Top

La zona d’interesse e la nausea tachicardica del male

zonadinteresse

La zona d’interesse e la nausea tachicardica del male

Non si fa: non si inizia una recensione con “io” ma mi viene così. Ho visto “La zona d’interesse” di Jonathan Glazer che ha vinto l’Oscar, in uno strano stato psico-fisico. Al mattino avevo fatto una gara di canottaggio fra fango e pioggia prendendo un gel energetico con caffeina e guaranà che non tollero benissimo e che mi ha fatto venire un infausto mix di nausea e tachicardia. Quindi il corpo era intorpidito e stanco ma cuore e mente erano su di giri e infastiditi.

In questo stato disunito e disagevole ho visto il film. E lo ringrazio, credo sia stato perfetto per quel che dovevo vedere e sentire. I corpi bianchicci, quasi abbaglianti che fanno il pic-nic al fiume, i colori pastellosi, pittorici, le treccine perfette delle bambine, la natura sublime e sovrana, l’impeto del fiume, l’armonia avvolgente della natura e poi la casa con le sue simmetrie perfette, violente come in un film di Kubrick.
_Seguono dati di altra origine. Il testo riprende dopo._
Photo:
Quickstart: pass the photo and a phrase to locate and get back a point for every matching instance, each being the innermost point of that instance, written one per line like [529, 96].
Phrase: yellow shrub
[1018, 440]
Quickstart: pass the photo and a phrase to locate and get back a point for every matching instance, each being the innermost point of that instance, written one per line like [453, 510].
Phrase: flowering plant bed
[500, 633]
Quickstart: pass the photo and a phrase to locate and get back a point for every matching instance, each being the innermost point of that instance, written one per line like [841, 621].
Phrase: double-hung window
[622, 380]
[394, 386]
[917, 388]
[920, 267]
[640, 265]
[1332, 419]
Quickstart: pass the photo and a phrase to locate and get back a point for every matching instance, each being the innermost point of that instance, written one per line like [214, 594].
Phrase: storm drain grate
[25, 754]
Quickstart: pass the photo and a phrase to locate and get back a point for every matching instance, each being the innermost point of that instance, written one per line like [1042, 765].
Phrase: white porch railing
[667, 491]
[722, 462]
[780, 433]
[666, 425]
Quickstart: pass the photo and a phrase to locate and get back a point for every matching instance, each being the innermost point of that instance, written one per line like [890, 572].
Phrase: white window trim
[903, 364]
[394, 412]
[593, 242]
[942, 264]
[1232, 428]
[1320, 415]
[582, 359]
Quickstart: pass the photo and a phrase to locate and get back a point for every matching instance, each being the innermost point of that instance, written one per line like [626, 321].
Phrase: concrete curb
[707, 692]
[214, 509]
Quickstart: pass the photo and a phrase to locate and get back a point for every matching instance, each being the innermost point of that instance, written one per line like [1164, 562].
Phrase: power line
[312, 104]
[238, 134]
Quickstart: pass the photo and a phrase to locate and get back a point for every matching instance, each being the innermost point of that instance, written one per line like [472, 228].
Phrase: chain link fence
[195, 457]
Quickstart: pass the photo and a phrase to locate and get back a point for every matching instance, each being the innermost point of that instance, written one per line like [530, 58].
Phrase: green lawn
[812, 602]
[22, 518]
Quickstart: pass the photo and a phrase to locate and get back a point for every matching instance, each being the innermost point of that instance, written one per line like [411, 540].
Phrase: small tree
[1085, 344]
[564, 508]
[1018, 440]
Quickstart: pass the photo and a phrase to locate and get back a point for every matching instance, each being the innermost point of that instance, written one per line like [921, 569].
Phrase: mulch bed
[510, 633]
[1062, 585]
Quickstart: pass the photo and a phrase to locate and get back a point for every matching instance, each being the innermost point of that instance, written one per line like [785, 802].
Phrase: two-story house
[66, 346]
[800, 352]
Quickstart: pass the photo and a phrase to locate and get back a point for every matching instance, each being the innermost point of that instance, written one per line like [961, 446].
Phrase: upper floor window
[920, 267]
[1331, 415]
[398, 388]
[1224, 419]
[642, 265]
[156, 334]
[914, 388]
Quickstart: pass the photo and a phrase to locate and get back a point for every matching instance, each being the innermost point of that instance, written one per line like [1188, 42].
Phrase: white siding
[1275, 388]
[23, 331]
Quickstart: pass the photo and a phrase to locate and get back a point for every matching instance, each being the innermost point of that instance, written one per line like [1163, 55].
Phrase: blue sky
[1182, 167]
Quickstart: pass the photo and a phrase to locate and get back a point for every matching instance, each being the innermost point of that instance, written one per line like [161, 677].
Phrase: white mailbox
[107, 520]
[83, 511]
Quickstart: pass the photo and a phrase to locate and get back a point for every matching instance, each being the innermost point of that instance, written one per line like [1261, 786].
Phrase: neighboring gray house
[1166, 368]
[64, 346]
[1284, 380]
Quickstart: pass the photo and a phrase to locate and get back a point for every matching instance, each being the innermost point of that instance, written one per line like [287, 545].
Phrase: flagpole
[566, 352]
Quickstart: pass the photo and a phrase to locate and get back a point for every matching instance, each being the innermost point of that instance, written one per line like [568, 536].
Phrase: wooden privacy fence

Un muro separa dall’orrore, di qui fiori e piscinetta con lo scivolo, la festa di compleanno con la barca in regalo, di là filo spinato, forni crematori, fumo, spari, urla.

Ero Rudolf Höss, il gerarca a capo di Auschwitz, responsabile della più terribile macchina di morte mai concepita, sua moglie, i suoi figli. Ero il non voler vedere. Ero il narcisismo infantile e becero che fa provare una pelliccia appartenuta a qualche ebrea con un rossetto in tasca e solo un pezzetto di fodera di ricucire. Ero le sottovesti da distribuire alle cameriere (una sola ciascuna). Ero lui che si commuove perché deve lasciare il cavallo e accarezza i cani e allo stesso tempo progetta una macchina di morte infernale con i forni che lavorano a ciclo continuo, un capolavoro di efficienza macabra. Ero i bambini che giocavano coi denti. Ero l’osso che il fiume restituisce. Ero la ragazza che nascondeva le mele e lo zucchero nel pezzo di strada dove passavano i prigionieri. Ero la madre che non regge la puzza dei forni e si chiede dove è finita quell’ebrea da cui lei lavorava a servizio. Ero l’indicibile, il dolore, l’annientamento delle persone oltre il muro, i numeri tatuati, la vittima, le vittime. Ero il cane nero che scodinzola per casa. Ero il comunicato di Höss che punisce chi rovina i fiori. Ero la strega, ero Hansel e Gretel, ero il conato di vomito che non produce nulla di Höss sulle scale, ero la freddezza, il cinismo, l’indicibile, l’irrappresentabile.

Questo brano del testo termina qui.